India highlights rich-poor climate split

COP21: Significant changes are being made by India to its energy and environment policies, but they may not be enough to ensure a successful outcome to the UN climate talks.

Two of the biggest emitters of greenhouse gases, India and China, are changing. But while hopes remain high at COP21 − the UN climate change conference − for an effective agreement to reduce emissions, two Indian analysts say there are bleaker realities to be faced.

Their verdict is stark: “The 2015 COP is crucial because it can determine the direction to be taken by global energy generation systems after 2020. But, by current indications, this opportunity will at best lead to a … programme that will be too weak to combat climate change effectively.”

In a briefing called Hot Air: Climate Negotiations and India, Joydeep Gupta and Tirthankar Mandal, of the India Climate Dialogue news and discussion forum, list some of the reasons they are apprehensive about what Paris can achieve.

Ambitious plans

First, they see a split between the emerging economies and the rest of the developing world over what the UN calls “common but differentiated responsibilities” – the fact that developed countries have been emitting greenhouse gases for centuries, unlike the poorer world, and should therefore do more to remedy the problem.

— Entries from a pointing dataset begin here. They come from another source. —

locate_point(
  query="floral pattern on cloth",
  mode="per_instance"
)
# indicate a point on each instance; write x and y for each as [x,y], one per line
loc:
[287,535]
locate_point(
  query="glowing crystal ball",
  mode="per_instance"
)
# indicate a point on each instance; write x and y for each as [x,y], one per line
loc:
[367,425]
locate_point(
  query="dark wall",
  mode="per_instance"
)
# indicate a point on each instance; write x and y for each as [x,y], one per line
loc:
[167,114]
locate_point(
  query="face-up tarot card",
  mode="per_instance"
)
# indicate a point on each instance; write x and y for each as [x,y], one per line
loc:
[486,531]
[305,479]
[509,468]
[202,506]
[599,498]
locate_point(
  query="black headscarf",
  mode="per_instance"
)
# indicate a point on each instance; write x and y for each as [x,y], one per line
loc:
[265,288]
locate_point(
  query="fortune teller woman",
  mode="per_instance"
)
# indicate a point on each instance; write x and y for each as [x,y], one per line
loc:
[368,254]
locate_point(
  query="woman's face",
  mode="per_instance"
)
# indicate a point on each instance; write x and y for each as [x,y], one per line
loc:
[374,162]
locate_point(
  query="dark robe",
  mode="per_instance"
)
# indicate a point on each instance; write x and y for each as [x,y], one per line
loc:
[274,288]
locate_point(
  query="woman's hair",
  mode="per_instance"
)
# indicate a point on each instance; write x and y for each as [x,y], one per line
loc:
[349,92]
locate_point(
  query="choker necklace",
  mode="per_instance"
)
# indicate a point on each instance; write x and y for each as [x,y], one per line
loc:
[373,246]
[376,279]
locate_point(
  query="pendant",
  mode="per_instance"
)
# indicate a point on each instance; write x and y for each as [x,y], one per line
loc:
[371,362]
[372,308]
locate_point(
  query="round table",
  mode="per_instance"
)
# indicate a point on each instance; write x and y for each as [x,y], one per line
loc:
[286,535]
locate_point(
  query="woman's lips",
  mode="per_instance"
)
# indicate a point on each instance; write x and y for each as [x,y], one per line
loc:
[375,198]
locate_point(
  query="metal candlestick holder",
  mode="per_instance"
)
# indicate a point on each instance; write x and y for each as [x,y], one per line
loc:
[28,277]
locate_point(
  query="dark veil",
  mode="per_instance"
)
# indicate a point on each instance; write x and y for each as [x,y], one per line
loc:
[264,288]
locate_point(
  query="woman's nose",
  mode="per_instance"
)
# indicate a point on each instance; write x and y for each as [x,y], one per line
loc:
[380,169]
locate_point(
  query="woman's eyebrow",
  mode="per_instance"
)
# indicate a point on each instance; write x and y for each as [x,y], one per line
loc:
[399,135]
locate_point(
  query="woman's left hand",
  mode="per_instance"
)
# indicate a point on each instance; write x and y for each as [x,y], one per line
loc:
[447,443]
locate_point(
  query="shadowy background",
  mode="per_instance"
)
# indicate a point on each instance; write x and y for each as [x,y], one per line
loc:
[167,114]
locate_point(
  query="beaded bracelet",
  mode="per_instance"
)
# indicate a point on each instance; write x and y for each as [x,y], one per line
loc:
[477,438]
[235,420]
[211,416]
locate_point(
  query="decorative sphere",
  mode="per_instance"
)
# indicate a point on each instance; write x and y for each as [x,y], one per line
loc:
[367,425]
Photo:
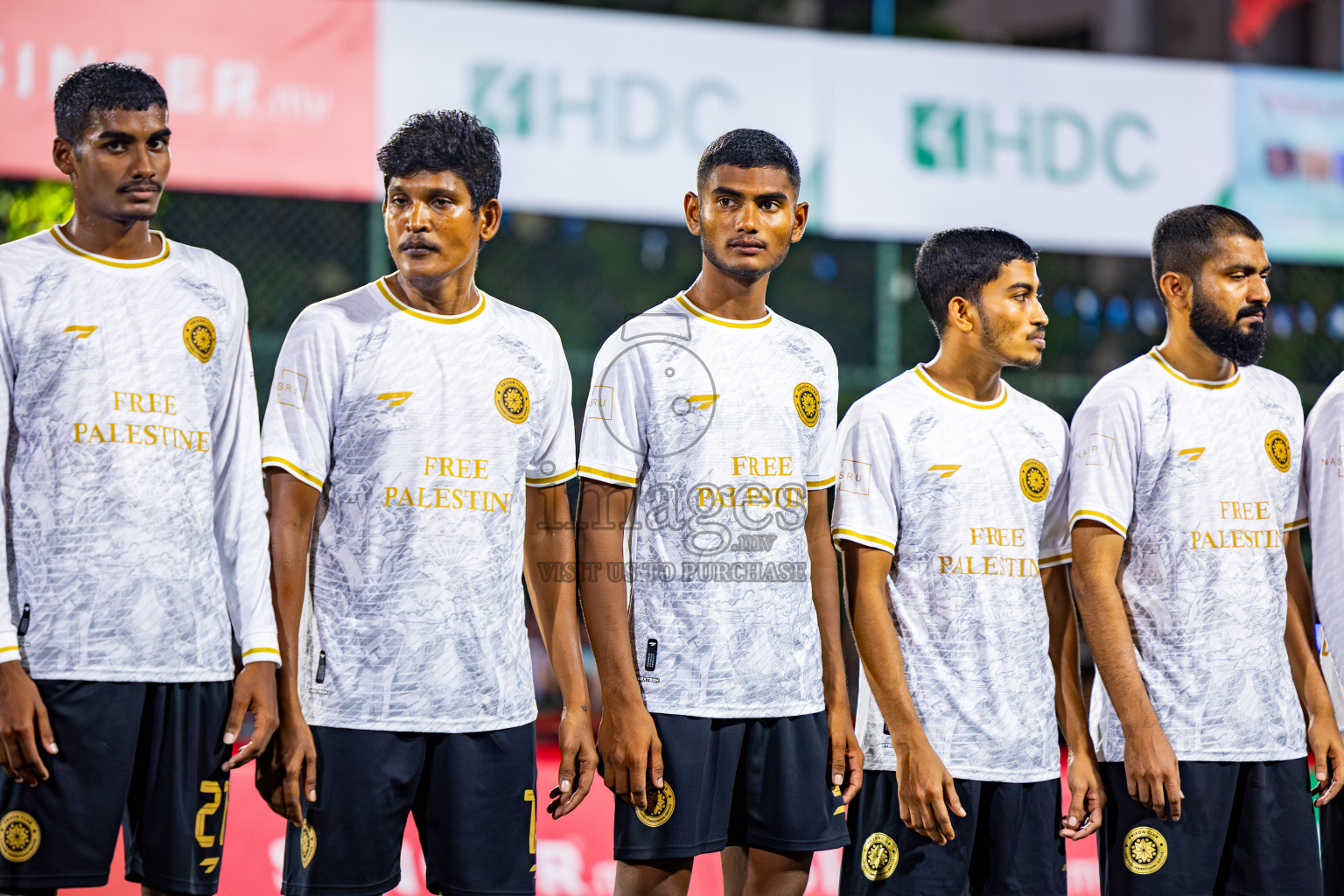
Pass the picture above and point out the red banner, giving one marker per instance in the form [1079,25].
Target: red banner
[263,97]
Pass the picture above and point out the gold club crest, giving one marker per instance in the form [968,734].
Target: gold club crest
[306,843]
[511,399]
[200,336]
[1280,452]
[19,836]
[1145,850]
[663,806]
[1035,480]
[879,858]
[807,401]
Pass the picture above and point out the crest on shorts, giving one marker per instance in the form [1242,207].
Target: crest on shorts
[200,336]
[19,836]
[879,858]
[1145,850]
[306,843]
[807,401]
[663,806]
[511,399]
[1035,480]
[1280,452]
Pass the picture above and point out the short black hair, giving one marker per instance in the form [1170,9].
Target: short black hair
[749,148]
[1187,238]
[445,140]
[102,87]
[962,262]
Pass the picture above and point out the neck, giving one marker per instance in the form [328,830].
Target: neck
[453,294]
[124,240]
[1191,358]
[732,296]
[968,374]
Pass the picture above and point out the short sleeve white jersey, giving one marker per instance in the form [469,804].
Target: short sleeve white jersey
[1323,502]
[423,433]
[133,494]
[970,499]
[722,426]
[1201,480]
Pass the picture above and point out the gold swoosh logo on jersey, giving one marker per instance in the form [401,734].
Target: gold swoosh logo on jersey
[394,398]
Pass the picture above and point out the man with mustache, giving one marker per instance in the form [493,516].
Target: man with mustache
[952,516]
[1184,485]
[706,456]
[136,522]
[423,429]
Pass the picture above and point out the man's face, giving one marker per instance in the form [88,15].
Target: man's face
[746,220]
[1228,300]
[1012,316]
[431,230]
[118,167]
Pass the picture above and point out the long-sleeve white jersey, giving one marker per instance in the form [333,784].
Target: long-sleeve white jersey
[132,486]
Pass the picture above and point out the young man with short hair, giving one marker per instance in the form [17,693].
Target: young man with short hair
[706,456]
[424,430]
[1184,484]
[136,522]
[952,516]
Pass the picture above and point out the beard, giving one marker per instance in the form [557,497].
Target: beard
[1223,336]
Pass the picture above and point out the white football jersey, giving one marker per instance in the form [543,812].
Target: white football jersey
[724,427]
[133,494]
[970,499]
[423,433]
[1323,502]
[1201,481]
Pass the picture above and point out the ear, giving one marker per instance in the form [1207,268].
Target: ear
[692,213]
[800,222]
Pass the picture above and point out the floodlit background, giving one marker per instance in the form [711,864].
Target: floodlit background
[1071,122]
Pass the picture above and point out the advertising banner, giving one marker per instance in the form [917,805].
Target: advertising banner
[263,97]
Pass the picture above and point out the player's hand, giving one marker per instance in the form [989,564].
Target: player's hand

They point out that the first priority for India, where more than 300 million people still have no access to electricity, is to ensure development.

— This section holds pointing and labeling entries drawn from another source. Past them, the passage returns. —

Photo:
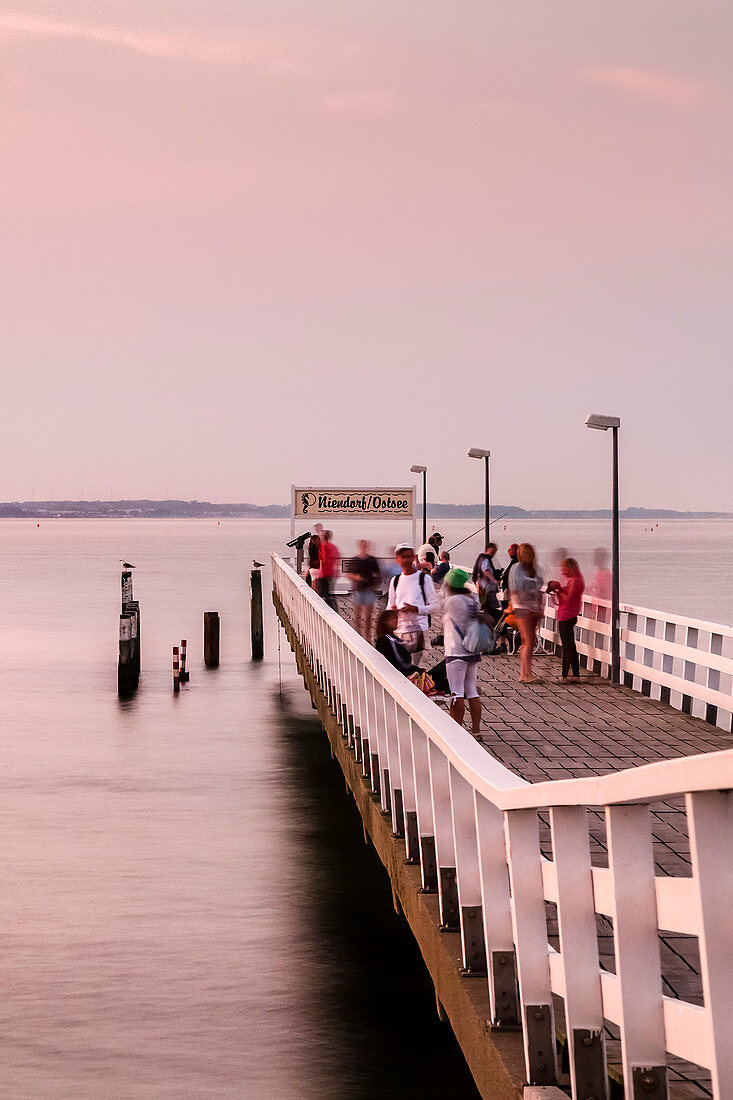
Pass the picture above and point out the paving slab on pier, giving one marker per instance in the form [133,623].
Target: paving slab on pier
[551,730]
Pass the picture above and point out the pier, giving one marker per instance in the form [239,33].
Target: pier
[570,884]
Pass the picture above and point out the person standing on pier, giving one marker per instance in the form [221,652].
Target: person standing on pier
[412,592]
[527,604]
[365,575]
[570,602]
[459,607]
[328,558]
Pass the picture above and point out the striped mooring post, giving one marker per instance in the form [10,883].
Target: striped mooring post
[128,668]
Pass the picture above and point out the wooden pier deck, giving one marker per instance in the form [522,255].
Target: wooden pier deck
[549,732]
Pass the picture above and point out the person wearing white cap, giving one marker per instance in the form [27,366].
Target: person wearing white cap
[412,593]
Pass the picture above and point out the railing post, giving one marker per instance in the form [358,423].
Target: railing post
[407,784]
[424,804]
[496,906]
[445,847]
[467,869]
[583,1007]
[532,945]
[710,821]
[635,936]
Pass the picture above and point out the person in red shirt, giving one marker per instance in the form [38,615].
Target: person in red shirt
[570,602]
[329,558]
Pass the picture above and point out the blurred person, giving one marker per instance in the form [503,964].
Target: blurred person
[430,550]
[603,580]
[314,561]
[512,549]
[570,602]
[441,568]
[365,575]
[459,606]
[328,559]
[527,605]
[390,646]
[485,576]
[412,592]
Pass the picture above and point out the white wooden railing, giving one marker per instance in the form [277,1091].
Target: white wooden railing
[474,827]
[681,661]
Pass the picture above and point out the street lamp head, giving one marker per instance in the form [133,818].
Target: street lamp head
[602,422]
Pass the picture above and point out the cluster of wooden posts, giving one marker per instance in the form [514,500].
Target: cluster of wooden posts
[128,668]
[128,672]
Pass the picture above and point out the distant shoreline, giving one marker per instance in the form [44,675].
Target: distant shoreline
[205,509]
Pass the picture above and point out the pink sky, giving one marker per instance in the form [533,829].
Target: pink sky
[245,244]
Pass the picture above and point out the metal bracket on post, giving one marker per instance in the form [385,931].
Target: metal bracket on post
[506,1001]
[428,865]
[649,1082]
[449,900]
[474,948]
[540,1044]
[413,838]
[589,1056]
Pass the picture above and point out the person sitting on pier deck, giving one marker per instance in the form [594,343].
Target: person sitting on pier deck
[413,594]
[390,646]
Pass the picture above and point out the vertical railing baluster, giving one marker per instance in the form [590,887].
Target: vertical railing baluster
[576,910]
[710,821]
[445,847]
[532,945]
[424,804]
[496,908]
[467,871]
[408,802]
[635,936]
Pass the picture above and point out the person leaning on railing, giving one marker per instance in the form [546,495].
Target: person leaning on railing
[527,604]
[570,601]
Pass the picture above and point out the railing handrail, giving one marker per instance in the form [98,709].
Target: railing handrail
[500,784]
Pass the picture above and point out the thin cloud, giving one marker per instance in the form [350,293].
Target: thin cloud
[253,47]
[382,101]
[648,84]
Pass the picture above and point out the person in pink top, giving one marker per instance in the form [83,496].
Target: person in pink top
[329,558]
[570,602]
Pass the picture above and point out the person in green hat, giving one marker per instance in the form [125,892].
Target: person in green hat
[461,605]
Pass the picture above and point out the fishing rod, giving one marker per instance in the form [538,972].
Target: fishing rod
[450,549]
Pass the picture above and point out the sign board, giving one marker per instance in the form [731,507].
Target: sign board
[310,503]
[392,503]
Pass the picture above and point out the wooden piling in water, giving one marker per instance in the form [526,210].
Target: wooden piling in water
[211,631]
[255,604]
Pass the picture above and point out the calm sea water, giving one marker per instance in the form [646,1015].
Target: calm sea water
[187,908]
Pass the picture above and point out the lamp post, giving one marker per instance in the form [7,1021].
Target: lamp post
[423,470]
[477,452]
[602,424]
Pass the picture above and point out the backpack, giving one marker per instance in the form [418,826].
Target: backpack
[395,581]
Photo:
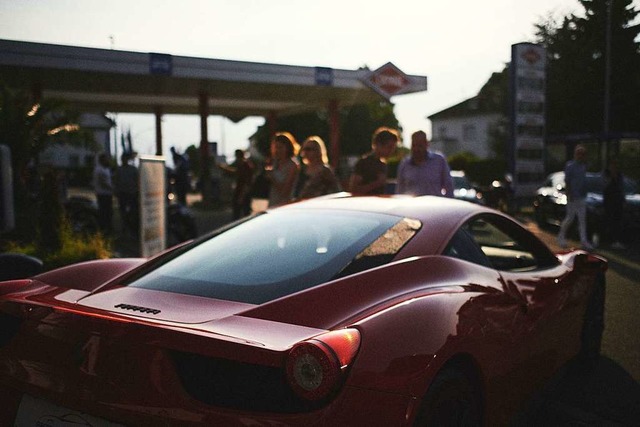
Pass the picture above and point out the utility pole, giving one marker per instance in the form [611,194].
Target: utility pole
[607,83]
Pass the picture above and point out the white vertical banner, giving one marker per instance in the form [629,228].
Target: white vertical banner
[153,199]
[7,214]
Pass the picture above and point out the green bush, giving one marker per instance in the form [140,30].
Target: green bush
[73,248]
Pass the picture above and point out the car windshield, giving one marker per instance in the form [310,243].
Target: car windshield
[282,252]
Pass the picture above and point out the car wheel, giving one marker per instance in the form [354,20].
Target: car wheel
[593,324]
[451,400]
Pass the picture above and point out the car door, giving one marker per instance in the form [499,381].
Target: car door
[544,288]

While it has ambitious plans to generate 40% of its electricity needs from renewable sources such as solar power by 2030, India insists that it must also expand coal-based power generation to achieve its development aims.

Gupta and Mandal write: “The split has been encouraged by the US and some other rich countries, which point out that China and India are now the world’s largest and fourth largest emitters, but gloss over the fact that rich countries have placed almost all the greenhouse gases that have been accumulating in the Earth’s atmosphere from the start of the Industrial Age.

“They also gloss over the fact that per capita emissions in China are one-third of those in the US, and those in India one-tenth. The split has enabled rich countries led by the US to effectively dismantle the original UNFCCC pillar of differentiation between rich and poor nations.

“Now – except on paper – there is no top-down legal global emission reduction target to be allocated to rich nations. Instead, there are voluntary bottom-up INDCs [Intended Nationally Determined Contributions].”

Voluntary mechanism

Coupled with that is the European Union’s eagerness for the Paris agreement to have legal force. The French president, François Hollande, has said that there can be no agreement without this. But the US Congress is almost certain to reject such a move, so probably the Paris outcome will be a voluntary pledge-based emission reduction mechanism.

“The big problem with that,” Gupta and Mandal write, “is that the increasingly scary findings of scientists will have little impact on commitments. At best, this mechanism will mean global average temperature rise does not shoot beyond 3°C, the point identified by scientists after which they find it very difficult to predict impacts.

“This will also mean that the pressure to control emissions will be increasingly on emerging economies, since these are the ones – especially India – whose emissions are predicted to grow significantly.”

The Paris summit, they write, is likely to come up with a common minimum programme, but even to implement that will need trillions of dollars − and the most glaring problem is the lack of money.

The rich world pledged at the Copenhagen climate talks in 2009 to provide $100 billion a year by 2020, but “the Green Climate Fund has only about 10 per cent of that in its kitty right now”. And finance is likely to be one of the key issues at the summit.